Father: Godfrey Brandon Kettleworth Jr., investment banker, deceased. Died of a heart attack at age seventy-three. History of alcohol or other drug abuse or dependence, denied. Mother: Augusta Brandon. She wrote, “God’s parents—cousins?” Fundraiser, deceased. Died at age sixty-one, car accident. Took prescription pills for “nerves.” That usually meant anxiety or depression. Darryl hadn’t asked the next logical question, whether she took the pills as prescribed. It would be interesting to know if God’s mother had abused medication. She could have been an addict, however respectable, and that, in turn, would have affected the whole family. Three sisters were listed: Lucinda Kettleworth, Emily Brandon Weill, Frances Augusta Standish. Lucinda might be single or too feminist to change her name. Emily had evidently married out of the WASP enclave. Frances must have married a Mayflower descendant. Bruce might know more about the sisters.
God wasn’t the family’s only substance abuser. Both grandfathers, a maternal uncle, and two uncles on the father’s side all had alcohol problems.
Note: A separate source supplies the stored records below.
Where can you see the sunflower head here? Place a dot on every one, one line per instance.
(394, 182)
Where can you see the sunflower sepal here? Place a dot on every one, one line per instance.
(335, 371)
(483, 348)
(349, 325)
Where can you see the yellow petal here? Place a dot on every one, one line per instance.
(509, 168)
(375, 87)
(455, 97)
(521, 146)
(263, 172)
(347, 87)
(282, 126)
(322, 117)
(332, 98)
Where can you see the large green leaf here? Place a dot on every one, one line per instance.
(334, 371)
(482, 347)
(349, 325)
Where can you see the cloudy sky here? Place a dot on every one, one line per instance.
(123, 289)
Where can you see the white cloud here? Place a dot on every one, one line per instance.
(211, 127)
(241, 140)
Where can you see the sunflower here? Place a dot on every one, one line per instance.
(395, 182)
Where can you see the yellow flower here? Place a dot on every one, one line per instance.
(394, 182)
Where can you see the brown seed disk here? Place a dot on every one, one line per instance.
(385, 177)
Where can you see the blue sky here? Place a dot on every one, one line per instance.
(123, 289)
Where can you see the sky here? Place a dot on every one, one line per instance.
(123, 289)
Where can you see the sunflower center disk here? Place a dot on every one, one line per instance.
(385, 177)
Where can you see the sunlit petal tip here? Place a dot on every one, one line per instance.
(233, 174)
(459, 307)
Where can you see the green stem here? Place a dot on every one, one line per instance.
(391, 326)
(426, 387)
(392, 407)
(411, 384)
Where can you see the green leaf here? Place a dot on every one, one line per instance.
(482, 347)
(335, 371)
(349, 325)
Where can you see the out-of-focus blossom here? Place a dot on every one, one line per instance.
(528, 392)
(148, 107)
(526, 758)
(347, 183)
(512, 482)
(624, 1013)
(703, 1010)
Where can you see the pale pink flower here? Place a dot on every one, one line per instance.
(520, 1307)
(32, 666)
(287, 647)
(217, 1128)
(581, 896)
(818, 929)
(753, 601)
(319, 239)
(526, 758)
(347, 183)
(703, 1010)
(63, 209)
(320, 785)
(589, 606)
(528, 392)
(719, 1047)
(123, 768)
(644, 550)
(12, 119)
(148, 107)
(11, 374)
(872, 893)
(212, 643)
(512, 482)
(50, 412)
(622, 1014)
He had also mentioned couple of drug-addicted cousins. God’s father might have been the family hero, the one who achieved while the others screwed up. And God was the only son. In a blue-blooded patriarchal family, he might have been considered a disgrace but still gotten all or much of the money. Barbara put down the pen, stretched her fingers, and rubbed at her scalp, wondering how on earth they were going to find out about the family finances. Even if they managed to track down and meet the sisters and other family members, the Kettleworths would not show them their income tax returns. Jimmy and his Internet skills would provide their best chance to learn what they needed. Jimmy took the honesty and integrity that AA considered essential to sobriety too seriously to be an actual hacker, but it was not for lack of ability.
Barbara skipped over the goals and objectives for the future that God was now not going to have and turned to the progress notes that documented every counseling session or activity, including medical care. Besides Darryl’s, she recognized several distinctive handwritings, including Charmaine’s and Sister Angel’s. Sylvia had written a whole page documenting his death. Even in the computer age, those who worked in a health care facility of any kind became very familiar with the handwriting of everyone they worked with. All this documentation was how the team communicated. Everyone needed to know what was going on. As Carlo in the Bronx put it, “Everybody’s job is harder if you write lousy notes.”
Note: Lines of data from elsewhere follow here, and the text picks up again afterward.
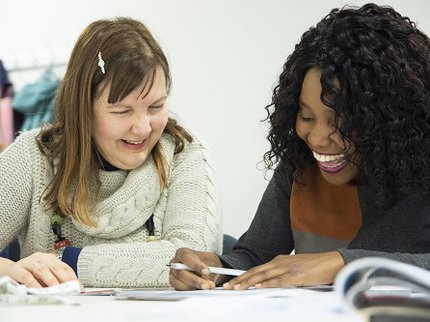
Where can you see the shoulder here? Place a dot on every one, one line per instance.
(27, 141)
(195, 147)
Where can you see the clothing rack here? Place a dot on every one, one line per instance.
(35, 67)
(35, 59)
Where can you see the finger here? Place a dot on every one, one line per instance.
(238, 280)
(63, 272)
(179, 285)
(25, 277)
(189, 258)
(192, 280)
(41, 272)
(256, 277)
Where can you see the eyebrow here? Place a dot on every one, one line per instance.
(119, 104)
(301, 103)
(160, 99)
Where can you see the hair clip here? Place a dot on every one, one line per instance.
(101, 62)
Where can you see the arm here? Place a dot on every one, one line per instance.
(16, 189)
(400, 232)
(270, 232)
(268, 236)
(191, 219)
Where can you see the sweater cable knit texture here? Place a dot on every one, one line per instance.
(115, 253)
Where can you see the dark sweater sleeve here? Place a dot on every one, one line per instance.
(401, 231)
(270, 233)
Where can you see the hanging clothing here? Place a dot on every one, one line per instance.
(6, 112)
(36, 101)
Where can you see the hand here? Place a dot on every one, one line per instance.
(38, 270)
(200, 278)
(287, 270)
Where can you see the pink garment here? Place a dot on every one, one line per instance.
(6, 121)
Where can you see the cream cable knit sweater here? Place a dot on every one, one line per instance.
(116, 254)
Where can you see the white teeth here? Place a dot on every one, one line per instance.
(328, 158)
(133, 142)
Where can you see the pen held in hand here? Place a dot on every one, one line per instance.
(213, 270)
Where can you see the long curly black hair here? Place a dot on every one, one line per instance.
(375, 68)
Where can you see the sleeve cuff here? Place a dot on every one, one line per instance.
(70, 257)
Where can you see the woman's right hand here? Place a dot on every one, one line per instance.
(200, 277)
(38, 270)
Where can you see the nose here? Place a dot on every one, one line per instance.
(320, 135)
(141, 124)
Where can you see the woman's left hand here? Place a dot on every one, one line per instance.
(287, 270)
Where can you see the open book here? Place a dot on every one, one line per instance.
(386, 290)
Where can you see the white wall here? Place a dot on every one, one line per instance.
(225, 57)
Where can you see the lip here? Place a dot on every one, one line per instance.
(333, 169)
(134, 147)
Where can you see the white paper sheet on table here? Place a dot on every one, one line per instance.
(251, 305)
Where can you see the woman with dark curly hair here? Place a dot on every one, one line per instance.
(350, 144)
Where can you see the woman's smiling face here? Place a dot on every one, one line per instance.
(315, 126)
(125, 132)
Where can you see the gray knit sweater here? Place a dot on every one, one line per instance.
(115, 253)
(400, 232)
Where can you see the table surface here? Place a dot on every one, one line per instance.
(271, 306)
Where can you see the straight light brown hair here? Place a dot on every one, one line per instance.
(132, 56)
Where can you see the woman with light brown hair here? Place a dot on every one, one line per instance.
(114, 186)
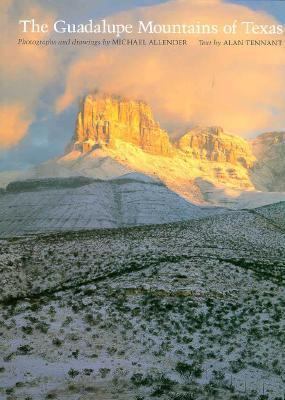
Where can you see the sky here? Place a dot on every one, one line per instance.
(241, 89)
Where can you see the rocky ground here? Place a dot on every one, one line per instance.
(191, 310)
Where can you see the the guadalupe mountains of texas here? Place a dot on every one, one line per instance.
(122, 169)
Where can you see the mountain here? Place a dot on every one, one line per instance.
(64, 204)
(115, 136)
(213, 144)
(269, 171)
(104, 119)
This team’s notes varied in both legibility and expressiveness. Boris spoke English fairly well but spelled creatively, and he formed some of his letters as if he did not quite believe everything he had been taught about the Latin alphabet. Darryl’s writing looked as if he had some kind of learning disability. If so, he had done a good job of compensating well enough to pass the counseling credential exam. He knew how to write clinically, in that the focus of most of his sentences was the client, not himself. As Carlo said, “‘The client opened up to me real good’ is not a clinical note.” But Darryl’s anger and dislike of God, fully described by Bruce, came through. “Client is resistant to group process. Client still in denial about his addiction. Client displays hostility to staff and grandiosity toward his peers.” The doctor, true to the profession’s reputation, had an unreadable scrawl. Sister Angel had the clearest and most disciplined penmanship.